Galaxy Blasting

Credit: NASA, ESA, the Hub­ble Her­itage Team (STScI/AURA)-ESA/Hubble Col­lab­o­ra­tion and A. Evans (Uni­ver­sity of Vir­ginia, Charlottesville/NRAO/Stony Brook Uni­ver­sity), K. Noll (STScI), and J. West­phal (Caltech)

Like the Mil­le­nium Fal­con blast­ing out of an explod­ing sec­ond Death Star, Arp 148 shows the stun­ning results of a galaxy smashup. The col­li­sion, shown in this image from NASA’s Hub­ble Space Tele­scope, pro­duced a ring-shaped galaxy and a long-tailed com­pan­ion. Astronomers believe that this is a unique view of a col­li­sion in progress. Shock­waves from the col­li­sion first drew mate­r­ial into the cen­ter and then caused it to fly out in a ring of new star formation.

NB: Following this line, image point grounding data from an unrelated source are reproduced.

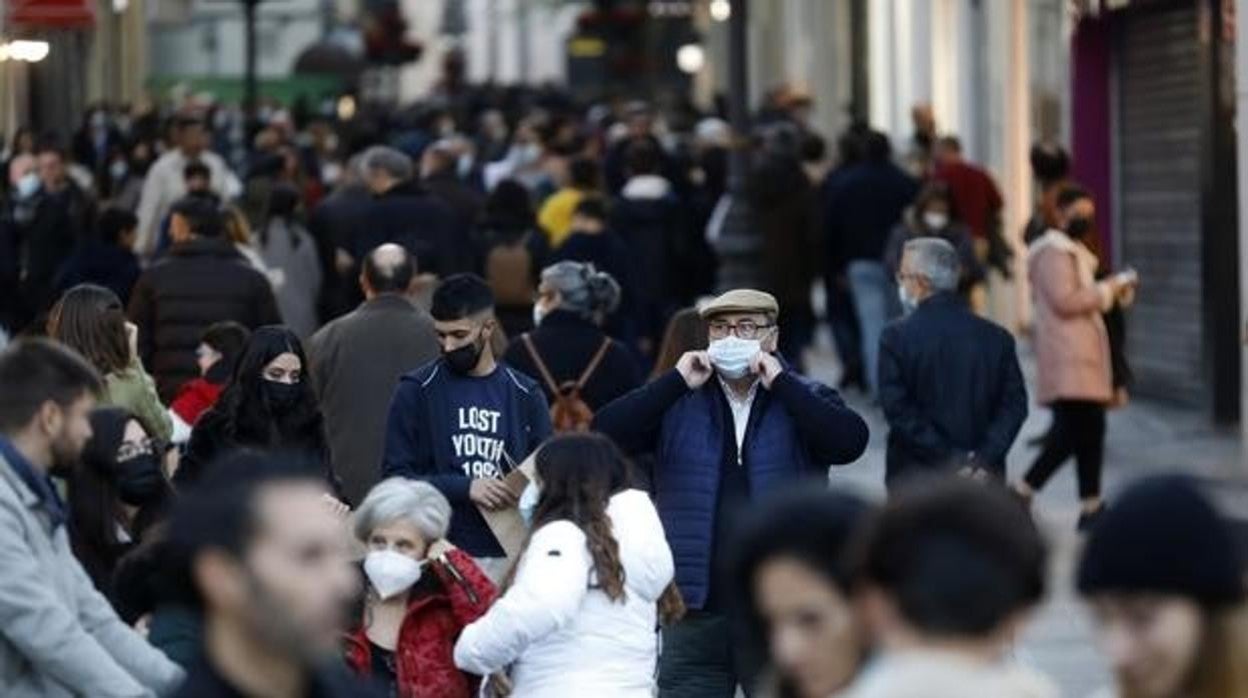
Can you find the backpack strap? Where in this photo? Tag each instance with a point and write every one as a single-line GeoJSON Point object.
{"type": "Point", "coordinates": [593, 363]}
{"type": "Point", "coordinates": [541, 365]}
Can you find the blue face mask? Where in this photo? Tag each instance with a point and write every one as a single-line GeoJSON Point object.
{"type": "Point", "coordinates": [528, 503]}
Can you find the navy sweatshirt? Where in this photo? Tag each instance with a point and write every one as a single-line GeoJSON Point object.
{"type": "Point", "coordinates": [449, 430]}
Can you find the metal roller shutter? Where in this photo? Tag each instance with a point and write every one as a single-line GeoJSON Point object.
{"type": "Point", "coordinates": [1160, 141]}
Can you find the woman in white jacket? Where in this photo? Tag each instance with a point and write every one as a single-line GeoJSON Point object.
{"type": "Point", "coordinates": [580, 614]}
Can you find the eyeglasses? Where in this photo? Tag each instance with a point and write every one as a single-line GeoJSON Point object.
{"type": "Point", "coordinates": [744, 330]}
{"type": "Point", "coordinates": [130, 450]}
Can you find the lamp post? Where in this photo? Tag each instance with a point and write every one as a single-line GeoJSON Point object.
{"type": "Point", "coordinates": [248, 84]}
{"type": "Point", "coordinates": [738, 242]}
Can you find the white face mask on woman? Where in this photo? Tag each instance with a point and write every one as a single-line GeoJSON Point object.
{"type": "Point", "coordinates": [528, 502]}
{"type": "Point", "coordinates": [935, 220]}
{"type": "Point", "coordinates": [731, 356]}
{"type": "Point", "coordinates": [392, 573]}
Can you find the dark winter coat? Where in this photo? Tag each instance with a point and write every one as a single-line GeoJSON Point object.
{"type": "Point", "coordinates": [215, 437]}
{"type": "Point", "coordinates": [861, 205]}
{"type": "Point", "coordinates": [950, 385]}
{"type": "Point", "coordinates": [200, 282]}
{"type": "Point", "coordinates": [412, 216]}
{"type": "Point", "coordinates": [796, 430]}
{"type": "Point", "coordinates": [567, 342]}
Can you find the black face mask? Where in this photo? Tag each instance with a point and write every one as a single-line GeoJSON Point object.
{"type": "Point", "coordinates": [1078, 227]}
{"type": "Point", "coordinates": [281, 397]}
{"type": "Point", "coordinates": [140, 480]}
{"type": "Point", "coordinates": [464, 358]}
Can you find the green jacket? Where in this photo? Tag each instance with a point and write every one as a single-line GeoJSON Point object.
{"type": "Point", "coordinates": [135, 390]}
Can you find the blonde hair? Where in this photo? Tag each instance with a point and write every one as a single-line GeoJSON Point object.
{"type": "Point", "coordinates": [1221, 668]}
{"type": "Point", "coordinates": [237, 229]}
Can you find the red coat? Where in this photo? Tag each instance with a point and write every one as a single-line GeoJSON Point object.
{"type": "Point", "coordinates": [195, 398]}
{"type": "Point", "coordinates": [976, 197]}
{"type": "Point", "coordinates": [423, 658]}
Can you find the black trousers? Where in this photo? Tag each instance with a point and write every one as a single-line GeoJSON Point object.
{"type": "Point", "coordinates": [1078, 430]}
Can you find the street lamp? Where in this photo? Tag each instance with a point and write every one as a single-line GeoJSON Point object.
{"type": "Point", "coordinates": [738, 241]}
{"type": "Point", "coordinates": [690, 58]}
{"type": "Point", "coordinates": [248, 85]}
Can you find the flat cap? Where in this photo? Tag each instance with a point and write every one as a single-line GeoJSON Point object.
{"type": "Point", "coordinates": [741, 300]}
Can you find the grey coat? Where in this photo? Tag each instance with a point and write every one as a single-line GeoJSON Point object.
{"type": "Point", "coordinates": [58, 636]}
{"type": "Point", "coordinates": [291, 251]}
{"type": "Point", "coordinates": [356, 363]}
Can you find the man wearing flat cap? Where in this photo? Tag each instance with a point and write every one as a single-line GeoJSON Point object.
{"type": "Point", "coordinates": [726, 426]}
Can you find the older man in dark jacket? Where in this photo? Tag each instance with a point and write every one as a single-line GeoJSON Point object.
{"type": "Point", "coordinates": [950, 382]}
{"type": "Point", "coordinates": [358, 358]}
{"type": "Point", "coordinates": [728, 426]}
{"type": "Point", "coordinates": [204, 280]}
{"type": "Point", "coordinates": [406, 212]}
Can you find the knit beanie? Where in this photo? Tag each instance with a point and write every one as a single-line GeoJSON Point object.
{"type": "Point", "coordinates": [1162, 536]}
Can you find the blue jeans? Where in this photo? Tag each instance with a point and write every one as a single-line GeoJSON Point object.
{"type": "Point", "coordinates": [875, 304]}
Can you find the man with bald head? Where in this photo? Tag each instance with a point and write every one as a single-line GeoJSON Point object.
{"type": "Point", "coordinates": [358, 358]}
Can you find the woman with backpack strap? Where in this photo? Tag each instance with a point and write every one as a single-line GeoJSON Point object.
{"type": "Point", "coordinates": [579, 367]}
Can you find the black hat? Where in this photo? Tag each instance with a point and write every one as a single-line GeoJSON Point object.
{"type": "Point", "coordinates": [1162, 536]}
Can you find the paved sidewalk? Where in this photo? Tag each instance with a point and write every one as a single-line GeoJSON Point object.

Arp 148 is nick­named “Mayall’s Object,” after astronomer Nicholas U. May­all of the Lick Obser­a­va­tory. He first described the galaxy as a pecu­liar neb­ula shaped like a ques­tion mark. Arp 148 is located about 500 mil­lion light-years away toward the con­stel­la­tion of Ursa Major, the Great Bear, or the Big Dipper.